While not stating expressly that employees would strike, the union representing workers at the mental institution today warned it would not wait forever for action.
More than a dozen nurses staged a two-day sickout on July 9 and 10 to highlight a number of grievances, including deplorable working conditions and having to work longer-than-normal shifts without compensation. They called off the industrial action ahead of a meeting with acting Permanent Secretary in the Ministry of Health Tennyson Springer.
However, General Secretary of the Unity Workers Union Caswell Franklyn told Barbados TODAY that there had been no progress since the talks, despite a promise that he would hear from the Permanent Secretary in the Ministry of the Civil Service.
“We are just waiting on the Ministry of the Civil Service to realize how serious the workers are. The problems at the hospital are not going to just go away. The Permanent Secretary in the Ministry of the Civil Service is supposed to get back to me. I heard unofficially that they have some plan of action. It has not been communicated to me, at least not in writing,” Franklyn complained.
The union boss charged that the Black Rock, St Michael institution was in a deplorable state and was not suitable for patient care, describing the plant as “ just a sty”.
“Patients should not be in those conditions. Some of the plant cannot be upgraded because, for example in Grassfield Ward, there is a crack in the wall from the 2007 earth tremor. They have patched the crack but the material used keeps falling out.
“Some of the buildings are structurally unsound. The cleaning of the wards has not been done for so long that it is a joke.

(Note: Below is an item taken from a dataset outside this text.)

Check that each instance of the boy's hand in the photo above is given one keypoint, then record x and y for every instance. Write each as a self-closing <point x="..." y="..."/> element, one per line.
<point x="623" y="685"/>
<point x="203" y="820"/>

Under these circumstances I am not going to wait too long on a response from the Ministry of the Civil Service,” Franklyn warned.

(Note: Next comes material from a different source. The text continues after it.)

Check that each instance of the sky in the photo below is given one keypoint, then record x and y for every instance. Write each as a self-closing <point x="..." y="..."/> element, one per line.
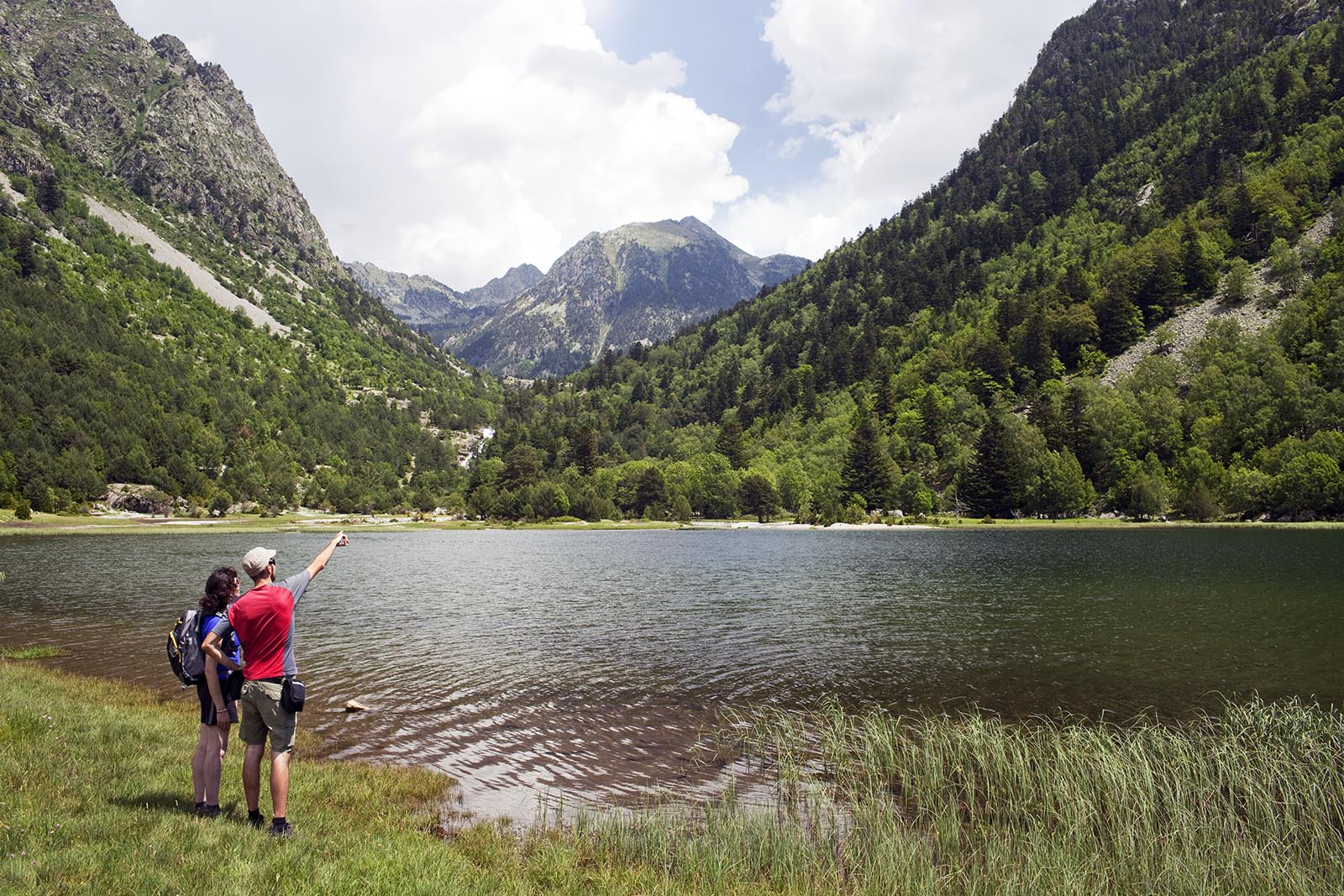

In mid-October last year, over a dozen staff nurses and general workers staged a short-lived protest sparked by the suspension of staff nurse, Rudolph Dates.

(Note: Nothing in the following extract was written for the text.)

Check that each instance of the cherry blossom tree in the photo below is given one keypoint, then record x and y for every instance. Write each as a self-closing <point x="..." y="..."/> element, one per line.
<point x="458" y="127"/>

The workers were demanding the withdrawal of the suspension letter to Dates, a hospital employee of 15 years, who was accused of breaching the Public Service Code of Discipline.
Following a three hour work stoppage they returned to work with acting director of the hospital, David Leacock, giving the union the assurance that the workers’ grievances would be addressed.
During the work stoppage a staff nurse had charged that patients on the ward could not get potable drinking water, while others suffered from diarrhea after using broken faucets.
They were also reports of sheep droppings in the kitchen and the growth of fungus on the walls in some wards.